91) Aqueles a quem a divina providência está guiando para a santidade nesta vida são testados pelas  três provas seguintes: pelo dom de coisas agradáveis tais como saúde, beleza, crianças bonitas, fama e assim por diante;  pela aflição causando angústia, como a perda  dos filhos, do dinheiro e da fama; e por sofrimentos físicos como doença, tortura, e assim por diante. Para aqueles da primeira categoria o Senhor diz, "Se uma pessoa não abandona tudo isso, ele não pode ser Meu Discípulo" (Lucas 14:33) e para aqueles do segundo e terceiro tipo ele diz: "Possuireis vossa almas pela vossa paciência" (Lucas 21:19).

92) As quatro coisas seguintes são conhecidas por alterar o temperamento do corpo e por meio delas se produz ou pensamentos apaixonados ou pensamentos desapegados no intelecto: anjos, demônios, ventos e a alimentação. É sabido que anjos mudam pelo pensamento, demônios pelo toque, ventos pela variação e a dieta pela qualidade de nossa comida e bebida e também se comemos muito ou pouco. Há também alterações provocadas por meio da memória, da escuta  e da vista - a saber, quando a alma é afetada por experiências de gozo ou de angústia como resultado de um destes três meios, e então se altera o temperamento do corpo. Assim alterado, este temperamento em seu turno induz a pensamentos correspondentes no intelecto.

93) A morte em verdadeiro sentido é separação de Deus, e 'o aguilhão da morte é o pecado' (1Cor. 15:56). Adão, que recebeu o aguilhão, tornou-se ao mesmo tempo um exilado da árvore da vida, do paraíso e de Deus (cf. Gen. 3) , e isto foi necessariamente seguido com a morte do corpo. Vida, em sentido verdadeiro, é Aquele que diz, 'Eu sou a Vida' (João 11:25) e quem, tendo entrado na morte,   e retorna à Vida que tinha perdido.

94) Um homem escreve ou para ajudar a memória, ou para ajudar os outros, ou por ambas as razões; ou ele escreve também com o intuito de prejudicar certo povo, ou para exibir-se, ou sem qualquer necessidade.

95)No salmo 23, "a verde pastagem" representa a prática das virtudes; "águas tranquilas", o conhecimento espiritual das  coisas criadas.

96) "À sombra da morte" é a vida humana. Logo, se um homem está com Deus e Deus  é com ele, ele obviamente é capaz de dizer, "Ainda que eu atravesse o vale da sombra da morte, eu não temerei o mal, pois estais comigo".

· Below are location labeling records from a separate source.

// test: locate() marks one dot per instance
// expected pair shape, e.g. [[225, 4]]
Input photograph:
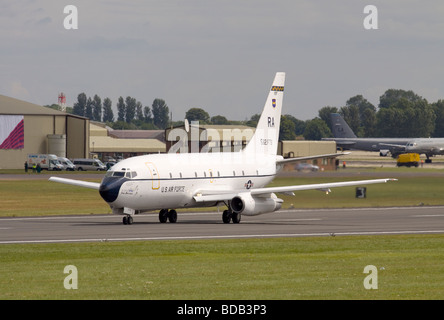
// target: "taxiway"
[[208, 225]]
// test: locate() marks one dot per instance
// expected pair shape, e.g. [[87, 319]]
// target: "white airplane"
[[166, 182]]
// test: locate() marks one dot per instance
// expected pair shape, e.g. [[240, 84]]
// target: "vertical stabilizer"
[[340, 128], [265, 138]]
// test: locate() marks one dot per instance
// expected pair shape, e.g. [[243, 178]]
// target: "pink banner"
[[11, 132]]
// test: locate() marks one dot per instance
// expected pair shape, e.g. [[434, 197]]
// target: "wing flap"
[[213, 196], [79, 183], [318, 186]]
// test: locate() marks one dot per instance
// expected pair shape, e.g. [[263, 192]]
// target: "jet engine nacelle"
[[246, 204]]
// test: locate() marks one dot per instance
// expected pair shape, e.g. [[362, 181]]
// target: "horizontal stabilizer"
[[84, 184], [288, 160]]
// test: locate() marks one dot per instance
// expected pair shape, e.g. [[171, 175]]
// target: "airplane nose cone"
[[110, 187]]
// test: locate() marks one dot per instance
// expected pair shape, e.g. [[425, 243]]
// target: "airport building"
[[303, 148], [207, 138], [106, 143], [30, 128]]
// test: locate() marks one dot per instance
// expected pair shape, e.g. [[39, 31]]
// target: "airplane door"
[[154, 175]]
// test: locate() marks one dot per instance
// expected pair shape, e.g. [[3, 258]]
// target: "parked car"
[[306, 166], [67, 164], [89, 164]]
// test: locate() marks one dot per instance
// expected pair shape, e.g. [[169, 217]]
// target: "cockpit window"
[[119, 174], [126, 174]]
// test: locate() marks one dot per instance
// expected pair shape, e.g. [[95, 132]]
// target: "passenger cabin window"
[[126, 174]]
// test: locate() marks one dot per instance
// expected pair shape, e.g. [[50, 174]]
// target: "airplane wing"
[[211, 196], [399, 146], [85, 184], [289, 160]]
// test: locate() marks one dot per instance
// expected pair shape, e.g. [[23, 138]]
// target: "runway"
[[208, 225]]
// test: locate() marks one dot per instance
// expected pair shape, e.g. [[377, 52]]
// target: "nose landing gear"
[[170, 215]]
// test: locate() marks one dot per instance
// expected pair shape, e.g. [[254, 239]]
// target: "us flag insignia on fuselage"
[[277, 88]]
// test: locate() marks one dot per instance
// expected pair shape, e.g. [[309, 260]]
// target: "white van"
[[89, 164], [67, 164]]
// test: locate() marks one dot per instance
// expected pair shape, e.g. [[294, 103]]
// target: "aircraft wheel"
[[226, 216], [127, 220], [172, 216], [236, 217], [163, 215]]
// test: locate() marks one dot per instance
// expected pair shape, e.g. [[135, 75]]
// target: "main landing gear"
[[170, 215], [127, 219], [229, 215]]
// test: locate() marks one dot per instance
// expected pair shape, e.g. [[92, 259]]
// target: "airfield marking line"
[[229, 236], [427, 215]]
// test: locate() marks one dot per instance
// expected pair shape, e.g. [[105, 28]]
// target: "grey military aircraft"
[[346, 139]]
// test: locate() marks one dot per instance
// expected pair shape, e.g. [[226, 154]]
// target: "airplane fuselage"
[[161, 181], [430, 146]]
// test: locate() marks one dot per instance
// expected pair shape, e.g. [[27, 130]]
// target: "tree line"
[[400, 113]]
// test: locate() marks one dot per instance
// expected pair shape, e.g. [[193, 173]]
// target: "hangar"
[[30, 128]]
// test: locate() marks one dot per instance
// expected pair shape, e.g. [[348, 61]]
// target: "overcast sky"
[[221, 55]]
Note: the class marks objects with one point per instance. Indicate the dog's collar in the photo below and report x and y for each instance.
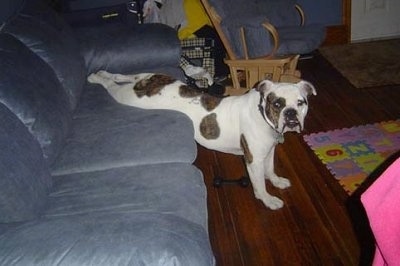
(278, 135)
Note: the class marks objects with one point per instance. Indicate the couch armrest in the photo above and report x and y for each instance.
(123, 49)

97) Um intelecto puro vê as coisas corretamente. Uma inteligência treinada os coloca em ordem. Ele tem uma escuta interessada no que é dito.  Aquele que está falando nessa três qualidades insulta a pessoa que fala com ele.

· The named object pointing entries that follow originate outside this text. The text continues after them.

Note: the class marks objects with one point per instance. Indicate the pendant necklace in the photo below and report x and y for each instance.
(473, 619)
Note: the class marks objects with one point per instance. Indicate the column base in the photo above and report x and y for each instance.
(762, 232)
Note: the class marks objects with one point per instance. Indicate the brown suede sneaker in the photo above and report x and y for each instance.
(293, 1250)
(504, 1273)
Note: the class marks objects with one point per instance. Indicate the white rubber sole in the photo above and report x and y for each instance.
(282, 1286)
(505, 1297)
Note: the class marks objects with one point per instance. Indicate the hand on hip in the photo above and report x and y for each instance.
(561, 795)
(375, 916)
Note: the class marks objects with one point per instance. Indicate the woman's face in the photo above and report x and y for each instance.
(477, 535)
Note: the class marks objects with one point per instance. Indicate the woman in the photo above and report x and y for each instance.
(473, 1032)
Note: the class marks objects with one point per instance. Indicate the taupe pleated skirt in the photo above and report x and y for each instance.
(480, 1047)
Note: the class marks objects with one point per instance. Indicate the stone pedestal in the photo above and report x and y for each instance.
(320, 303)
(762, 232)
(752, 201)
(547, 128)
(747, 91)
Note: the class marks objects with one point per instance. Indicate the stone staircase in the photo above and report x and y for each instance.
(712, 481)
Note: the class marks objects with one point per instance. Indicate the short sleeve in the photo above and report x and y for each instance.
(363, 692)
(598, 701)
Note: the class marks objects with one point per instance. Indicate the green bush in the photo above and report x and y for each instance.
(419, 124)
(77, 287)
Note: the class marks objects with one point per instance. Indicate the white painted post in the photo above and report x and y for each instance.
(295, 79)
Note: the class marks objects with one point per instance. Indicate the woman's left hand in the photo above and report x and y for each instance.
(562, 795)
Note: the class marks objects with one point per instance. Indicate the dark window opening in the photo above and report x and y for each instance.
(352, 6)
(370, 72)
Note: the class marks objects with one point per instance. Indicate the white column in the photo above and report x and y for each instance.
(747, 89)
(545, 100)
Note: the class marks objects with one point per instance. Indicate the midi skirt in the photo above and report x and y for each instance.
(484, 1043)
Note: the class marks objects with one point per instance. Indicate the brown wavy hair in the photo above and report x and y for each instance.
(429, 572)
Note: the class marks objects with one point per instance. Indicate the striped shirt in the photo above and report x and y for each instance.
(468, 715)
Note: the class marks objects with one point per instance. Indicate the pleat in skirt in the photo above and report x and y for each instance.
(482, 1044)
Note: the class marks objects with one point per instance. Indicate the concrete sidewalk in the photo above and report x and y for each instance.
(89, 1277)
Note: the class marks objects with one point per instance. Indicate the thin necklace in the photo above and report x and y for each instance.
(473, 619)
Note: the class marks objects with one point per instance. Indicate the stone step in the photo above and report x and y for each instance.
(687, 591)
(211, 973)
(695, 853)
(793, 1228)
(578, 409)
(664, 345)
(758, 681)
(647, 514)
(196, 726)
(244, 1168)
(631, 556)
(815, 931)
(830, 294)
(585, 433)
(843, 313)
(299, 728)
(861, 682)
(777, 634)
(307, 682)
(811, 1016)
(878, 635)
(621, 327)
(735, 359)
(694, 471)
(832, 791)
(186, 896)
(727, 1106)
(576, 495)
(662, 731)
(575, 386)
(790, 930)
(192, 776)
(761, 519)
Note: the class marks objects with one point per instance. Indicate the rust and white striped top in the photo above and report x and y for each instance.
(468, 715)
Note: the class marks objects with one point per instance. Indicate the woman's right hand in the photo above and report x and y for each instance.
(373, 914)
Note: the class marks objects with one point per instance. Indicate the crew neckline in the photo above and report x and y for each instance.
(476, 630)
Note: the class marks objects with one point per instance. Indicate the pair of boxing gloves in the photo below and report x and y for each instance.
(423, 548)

98) Aquele que conhece  a Santíssima Trindade, a criação da Trindade, e a providência  e aquele que converte seu estado passional em desapego, está com Deus.

99) Novamente no Salmo 23 a "vara" é para significar o julgamento de Deus e seu "cajado" Sua providência. Assim, aquele que recebeu o conhecimento espiritual dessas coisas é capaz de dizer "Tua vara e teu cajado me consolam".

100)Aquele que está despojado de paixões e é iluminado com a contemplação dos entes criados, pode então entrar em Deus e orar com deve.